Setelah memasuki rumah, Jessy segera
mengungkapkan kecemasannya, "Kamu harus segera meninggalkan Kota Silas.
Ibuku bilang kamu telah melukai Benny dan membuat keluarga Herman marah. Kamu
pasti akan mengalami kesulitan. Kamu tidak bisa lagi tinggal di sini. Tadi aku
melihat banyak tentara garnisun sedang memeriksa jalan, jadi kamu harus segera
mencari cara untuk pergi."
Adriel bisa melihat bahwa Jessy
benar-benar khawatir tentang dirinya, jadi dia segera datang untuk
memberitahunya.
"Ibumu pasti ingin aku cepat
mati, 'kan?" kata Adriel dengan sedikit senyum sinis.
Jessy menggigit bibirnya. Memang,
Shalina meneleponnya dan mengatakan bahwa Adriel telah membuat marah Joshua dan
akan mendapat masalah besar. Jessy diminta untuk segera pulang dan keluarga
Buana harus menjauh dari Adriel.
"Memang ibuku sedikit prasangka
terhadapmu. Semua ini karena aku menyukaimu," kata Jessy.
"Aku tahu, dia baru saja
berbicara denganku hari ini dan meminta aku untuk menjauh darimu," kata
Adriel sambil tersenyum.
Jessy terkejut mendengarnya, lalu
wajahnya menunjukkan amarah yang memberontak.

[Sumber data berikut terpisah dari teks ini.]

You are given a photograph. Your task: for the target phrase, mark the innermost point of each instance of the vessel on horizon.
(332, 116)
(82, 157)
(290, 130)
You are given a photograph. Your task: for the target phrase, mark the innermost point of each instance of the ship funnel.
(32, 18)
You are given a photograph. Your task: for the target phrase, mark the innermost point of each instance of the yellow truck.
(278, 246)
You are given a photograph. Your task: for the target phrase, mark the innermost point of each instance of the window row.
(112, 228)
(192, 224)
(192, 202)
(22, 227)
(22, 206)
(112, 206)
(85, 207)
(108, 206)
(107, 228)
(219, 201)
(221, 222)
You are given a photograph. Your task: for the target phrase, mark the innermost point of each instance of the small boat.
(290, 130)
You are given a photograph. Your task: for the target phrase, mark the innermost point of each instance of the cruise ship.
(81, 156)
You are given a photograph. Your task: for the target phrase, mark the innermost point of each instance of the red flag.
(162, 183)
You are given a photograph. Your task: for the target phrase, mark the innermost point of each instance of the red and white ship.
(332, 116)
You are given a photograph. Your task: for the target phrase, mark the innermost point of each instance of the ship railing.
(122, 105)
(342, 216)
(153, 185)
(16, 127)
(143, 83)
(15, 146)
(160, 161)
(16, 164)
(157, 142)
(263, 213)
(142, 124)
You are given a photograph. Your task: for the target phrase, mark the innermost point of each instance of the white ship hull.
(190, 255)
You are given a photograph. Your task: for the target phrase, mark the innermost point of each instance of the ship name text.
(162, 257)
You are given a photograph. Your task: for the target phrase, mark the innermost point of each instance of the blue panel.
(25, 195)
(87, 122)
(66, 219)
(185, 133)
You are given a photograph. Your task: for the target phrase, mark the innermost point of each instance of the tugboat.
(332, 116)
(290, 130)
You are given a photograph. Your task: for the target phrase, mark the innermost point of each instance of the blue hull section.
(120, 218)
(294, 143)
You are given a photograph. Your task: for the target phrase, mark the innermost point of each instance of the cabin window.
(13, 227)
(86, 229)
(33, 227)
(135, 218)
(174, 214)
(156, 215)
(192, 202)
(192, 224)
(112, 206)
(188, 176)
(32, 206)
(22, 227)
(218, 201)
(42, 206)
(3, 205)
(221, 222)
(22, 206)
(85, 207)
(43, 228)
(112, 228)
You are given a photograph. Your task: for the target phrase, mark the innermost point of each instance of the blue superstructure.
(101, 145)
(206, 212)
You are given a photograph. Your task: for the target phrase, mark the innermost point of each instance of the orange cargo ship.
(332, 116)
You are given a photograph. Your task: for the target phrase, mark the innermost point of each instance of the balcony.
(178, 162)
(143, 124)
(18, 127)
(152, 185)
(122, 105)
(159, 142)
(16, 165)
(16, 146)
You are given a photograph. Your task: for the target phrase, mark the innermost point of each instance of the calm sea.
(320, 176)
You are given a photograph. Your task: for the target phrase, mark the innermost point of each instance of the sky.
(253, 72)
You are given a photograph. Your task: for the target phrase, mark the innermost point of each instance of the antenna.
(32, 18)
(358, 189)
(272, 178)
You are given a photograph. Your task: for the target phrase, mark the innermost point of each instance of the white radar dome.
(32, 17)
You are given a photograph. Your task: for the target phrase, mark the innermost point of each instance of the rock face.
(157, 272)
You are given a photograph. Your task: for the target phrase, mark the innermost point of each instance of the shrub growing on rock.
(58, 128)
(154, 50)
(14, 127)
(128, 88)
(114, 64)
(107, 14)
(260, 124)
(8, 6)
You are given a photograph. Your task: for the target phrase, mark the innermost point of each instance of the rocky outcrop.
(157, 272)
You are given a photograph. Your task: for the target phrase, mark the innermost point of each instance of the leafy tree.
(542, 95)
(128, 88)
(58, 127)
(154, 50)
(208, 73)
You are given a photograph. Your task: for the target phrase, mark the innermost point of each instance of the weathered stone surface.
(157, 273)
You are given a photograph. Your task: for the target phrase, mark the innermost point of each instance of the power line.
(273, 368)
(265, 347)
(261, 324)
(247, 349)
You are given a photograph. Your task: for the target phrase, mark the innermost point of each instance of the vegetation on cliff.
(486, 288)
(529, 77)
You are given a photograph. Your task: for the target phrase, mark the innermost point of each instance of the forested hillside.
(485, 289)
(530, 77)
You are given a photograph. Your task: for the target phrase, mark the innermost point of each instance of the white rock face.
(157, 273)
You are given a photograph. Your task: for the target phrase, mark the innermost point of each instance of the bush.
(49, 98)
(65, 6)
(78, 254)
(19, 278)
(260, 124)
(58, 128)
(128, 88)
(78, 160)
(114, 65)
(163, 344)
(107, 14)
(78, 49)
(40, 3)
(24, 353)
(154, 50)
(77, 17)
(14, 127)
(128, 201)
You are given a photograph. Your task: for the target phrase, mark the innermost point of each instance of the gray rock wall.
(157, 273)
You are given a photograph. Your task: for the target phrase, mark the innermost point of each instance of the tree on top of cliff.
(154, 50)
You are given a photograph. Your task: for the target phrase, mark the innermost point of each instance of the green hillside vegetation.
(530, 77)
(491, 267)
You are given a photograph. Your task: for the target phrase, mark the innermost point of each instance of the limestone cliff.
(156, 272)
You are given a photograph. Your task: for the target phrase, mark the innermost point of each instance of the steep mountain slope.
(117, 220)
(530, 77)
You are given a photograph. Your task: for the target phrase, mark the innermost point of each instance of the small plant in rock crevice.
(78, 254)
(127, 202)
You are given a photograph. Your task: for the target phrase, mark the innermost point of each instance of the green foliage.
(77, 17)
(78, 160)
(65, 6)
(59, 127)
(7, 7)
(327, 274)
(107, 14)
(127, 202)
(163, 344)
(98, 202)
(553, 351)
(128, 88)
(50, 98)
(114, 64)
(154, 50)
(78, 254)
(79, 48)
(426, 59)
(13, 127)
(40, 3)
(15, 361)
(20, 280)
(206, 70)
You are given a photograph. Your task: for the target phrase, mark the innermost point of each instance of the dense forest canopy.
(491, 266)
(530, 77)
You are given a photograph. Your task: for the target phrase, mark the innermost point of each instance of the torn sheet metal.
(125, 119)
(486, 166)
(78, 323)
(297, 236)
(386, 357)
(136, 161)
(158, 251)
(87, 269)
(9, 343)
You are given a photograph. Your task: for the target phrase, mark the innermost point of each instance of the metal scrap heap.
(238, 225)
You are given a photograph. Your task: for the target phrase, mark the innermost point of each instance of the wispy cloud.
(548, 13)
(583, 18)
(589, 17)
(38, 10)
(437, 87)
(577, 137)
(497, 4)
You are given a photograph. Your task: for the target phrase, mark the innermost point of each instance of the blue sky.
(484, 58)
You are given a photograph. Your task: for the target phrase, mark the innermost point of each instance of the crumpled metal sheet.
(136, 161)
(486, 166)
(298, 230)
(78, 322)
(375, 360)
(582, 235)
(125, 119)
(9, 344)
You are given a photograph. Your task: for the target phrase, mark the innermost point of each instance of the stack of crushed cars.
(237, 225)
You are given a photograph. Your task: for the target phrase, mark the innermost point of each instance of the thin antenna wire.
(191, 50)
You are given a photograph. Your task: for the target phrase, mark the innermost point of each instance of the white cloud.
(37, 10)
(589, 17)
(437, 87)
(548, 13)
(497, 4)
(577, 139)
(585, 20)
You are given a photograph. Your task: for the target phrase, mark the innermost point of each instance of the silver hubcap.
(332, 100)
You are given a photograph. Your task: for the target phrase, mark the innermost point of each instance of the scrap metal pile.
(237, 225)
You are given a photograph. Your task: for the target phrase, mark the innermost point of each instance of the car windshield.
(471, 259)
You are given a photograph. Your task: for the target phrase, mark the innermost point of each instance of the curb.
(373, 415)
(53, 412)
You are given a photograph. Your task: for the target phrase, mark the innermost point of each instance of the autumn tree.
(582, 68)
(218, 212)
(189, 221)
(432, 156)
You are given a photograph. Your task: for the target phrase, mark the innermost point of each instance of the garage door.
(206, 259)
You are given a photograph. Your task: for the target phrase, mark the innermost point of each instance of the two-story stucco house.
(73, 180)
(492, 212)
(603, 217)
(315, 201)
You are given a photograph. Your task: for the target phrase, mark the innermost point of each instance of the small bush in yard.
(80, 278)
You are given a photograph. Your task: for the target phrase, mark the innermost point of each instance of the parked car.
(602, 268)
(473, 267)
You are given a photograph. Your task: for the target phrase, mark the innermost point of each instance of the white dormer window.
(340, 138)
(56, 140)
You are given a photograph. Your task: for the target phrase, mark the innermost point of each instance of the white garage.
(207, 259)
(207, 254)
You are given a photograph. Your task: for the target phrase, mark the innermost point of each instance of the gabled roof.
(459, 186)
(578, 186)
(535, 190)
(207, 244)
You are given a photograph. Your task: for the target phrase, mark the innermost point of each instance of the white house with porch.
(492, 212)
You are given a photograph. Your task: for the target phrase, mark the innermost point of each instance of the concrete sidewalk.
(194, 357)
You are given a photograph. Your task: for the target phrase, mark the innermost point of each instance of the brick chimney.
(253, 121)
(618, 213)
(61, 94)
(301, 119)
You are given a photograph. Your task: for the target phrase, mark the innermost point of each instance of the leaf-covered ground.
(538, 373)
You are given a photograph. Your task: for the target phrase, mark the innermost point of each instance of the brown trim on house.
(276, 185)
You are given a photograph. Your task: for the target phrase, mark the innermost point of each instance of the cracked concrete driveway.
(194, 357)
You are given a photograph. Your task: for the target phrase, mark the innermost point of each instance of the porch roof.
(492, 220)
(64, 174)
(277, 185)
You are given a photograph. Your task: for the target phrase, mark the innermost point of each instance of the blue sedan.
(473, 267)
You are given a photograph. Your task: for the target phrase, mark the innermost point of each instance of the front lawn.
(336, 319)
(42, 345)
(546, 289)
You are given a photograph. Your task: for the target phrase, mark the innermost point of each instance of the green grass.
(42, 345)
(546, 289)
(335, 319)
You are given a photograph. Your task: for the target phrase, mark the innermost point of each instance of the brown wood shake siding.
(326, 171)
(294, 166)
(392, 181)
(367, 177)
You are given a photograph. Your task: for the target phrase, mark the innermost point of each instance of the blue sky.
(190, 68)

"Kenapa dia harus seperti ini?
Sejak kecil, segala sesuatunya selalu diatur olehnya, aku tidak pernah memiliki
kebebasan. Sekarang aku sudah dewasa, bahkan siapa yang aku suka pun harus
diatur olehnya. Hidupku selalu dikendalikan oleh dia. Aku tidak mau, aku tidak
bersedia!" teriak Jessy dengan penuh amarah.